Internationale Medienaufmerksamkeit bekam die Kampagne unter anderem auch dadurch, dass die Krankenschwester Vanderlecia Ortega dos Santos (Witoto) eine solche Maske trug, während sie als Freiwillige im Parque dos Tribos tätig war und an öffentlichen Protesten in Manaus teilnahm.

Diese textile Gesichtsmaske entstand zur Zeit der COVID-19-Pandemie. Der Aufdruck nimmt Bezug auf die 2020 und 2021 aufkommenden Proteste für die Reform der Monarchie und Verfassung in Thailand: Das abgedruckte Symbol steht für die demokratische Bewegung und nimmt Bezug auf den Drei-Finger-Gruß aus der Filmproduktion "The Hunger Games", sowie auf eine Gedenkplakette zum Ende der absoluten Monarchie in Thailand 1932. Zum Schutz der Händler_innen wurden diese Masken nur online vertrieben.

4. Masken mit religiösen oder spirituellen Bezügen

Spiritualität und Pandemie: In Bangkok werden seit der COVID-19-Pandemie diese Stoffmasken in einem Ausstattungsgeschäft für Mönche angeboten. Sie sind aus prägnantem orangefarbenen Stoff gefertigt, der auch für die Roben buddhistischer Mönche benutzt wird. Es handelt sich hier  um ein dunkles Orange, eine Farbe, die สีพระราชทาน (Royal Gift Colour) genannt wird. Damit passen sie zu den Roben der Dhammayut, die zu der kleinen Gemeinde der Thai Theravada buddhistischen Mönche, zählen. Gegründet wurde diese eher konservative Gemeinschaft 1833 von König Mongkut (Rama IV), als dieser noch ein Mönch war.
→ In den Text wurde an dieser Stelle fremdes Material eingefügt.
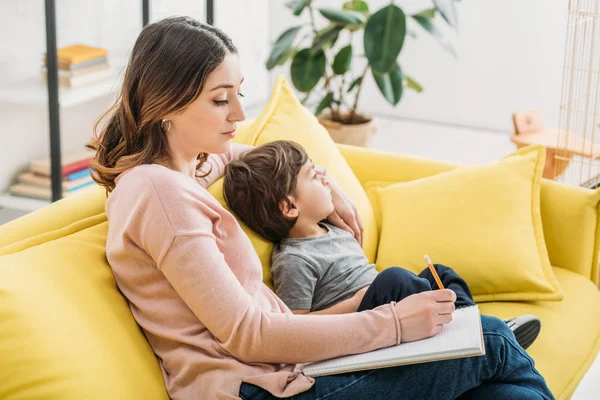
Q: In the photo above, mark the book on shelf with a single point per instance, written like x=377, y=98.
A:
x=33, y=179
x=462, y=337
x=72, y=162
x=39, y=192
x=78, y=54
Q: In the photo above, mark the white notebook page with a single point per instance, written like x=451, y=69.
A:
x=462, y=337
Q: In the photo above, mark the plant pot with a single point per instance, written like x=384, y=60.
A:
x=355, y=134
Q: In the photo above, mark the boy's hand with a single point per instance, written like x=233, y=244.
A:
x=358, y=296
x=345, y=215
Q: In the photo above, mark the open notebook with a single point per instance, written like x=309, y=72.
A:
x=462, y=337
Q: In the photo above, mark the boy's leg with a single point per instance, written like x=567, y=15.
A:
x=526, y=328
x=504, y=372
x=450, y=280
x=392, y=284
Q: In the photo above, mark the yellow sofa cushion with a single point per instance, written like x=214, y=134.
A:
x=67, y=332
x=483, y=221
x=285, y=118
x=570, y=337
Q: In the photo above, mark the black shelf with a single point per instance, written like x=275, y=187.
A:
x=53, y=102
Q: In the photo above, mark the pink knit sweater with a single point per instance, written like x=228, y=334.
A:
x=194, y=285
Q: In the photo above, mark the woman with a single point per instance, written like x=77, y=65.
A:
x=192, y=278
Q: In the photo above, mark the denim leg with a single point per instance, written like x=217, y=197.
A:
x=504, y=372
x=450, y=280
x=392, y=284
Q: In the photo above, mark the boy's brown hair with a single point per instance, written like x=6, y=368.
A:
x=257, y=182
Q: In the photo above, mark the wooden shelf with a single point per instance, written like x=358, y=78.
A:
x=33, y=91
x=28, y=204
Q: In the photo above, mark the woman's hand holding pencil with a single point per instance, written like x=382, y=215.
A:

Auf der Covid-Gesichtsmaske aus Baumwollgewebe ist mit bunten Seidenfäden die Virgin de Guadalupe, die Jungfrau von Guadalupe, gestickt. Vorbild ist das Gnadenbild Marias in der Basílica de Nuestra Señora de Guadalupe auf dem Berg Tepeyac in Mexiko Stadt. Unsere Liebe Frau von Guadalupe ist die Schutzpatronin Mexikos. Der Mund-Nasen-Schutz wurde zur Zeit der Covid-19-Pandemie erworben.

"Liebe deinen Nächsten wie dich selbst" - so lautet das Zitat aus der Tora des Judentums (Lev 18,19), das in goldenem Garn auf diesen textilen Mund-Nasenschutz gestickt ist. Während der Covid-19-Pandemie wird die Maske in Los Angeles produziert und weltweit online gehandelt.

5. Alltagskultur/Popkultur

Goldglänzend und glitzernd ist diese Covid-Maske eine Hommage an das populäre mexikanische Wrestling, die Lucha libre. Die Wrestler, Luchadores, tragen bei ihren Auftritten eindrückliche Masken und Kostüme, die an Superhelden erinnern. Diese im Kampf angenommene fiktive Identität wird von den Luchadores nicht selten über den Kampf hinaus sogar fortgeführt.

Diese rot-goldene Maske ist eine Referenz an die Wrestlinglegende Manuel González Rivera (* 13. April 1936, † 12. September 2004), bekannt als Luchador "Dr. Wagner".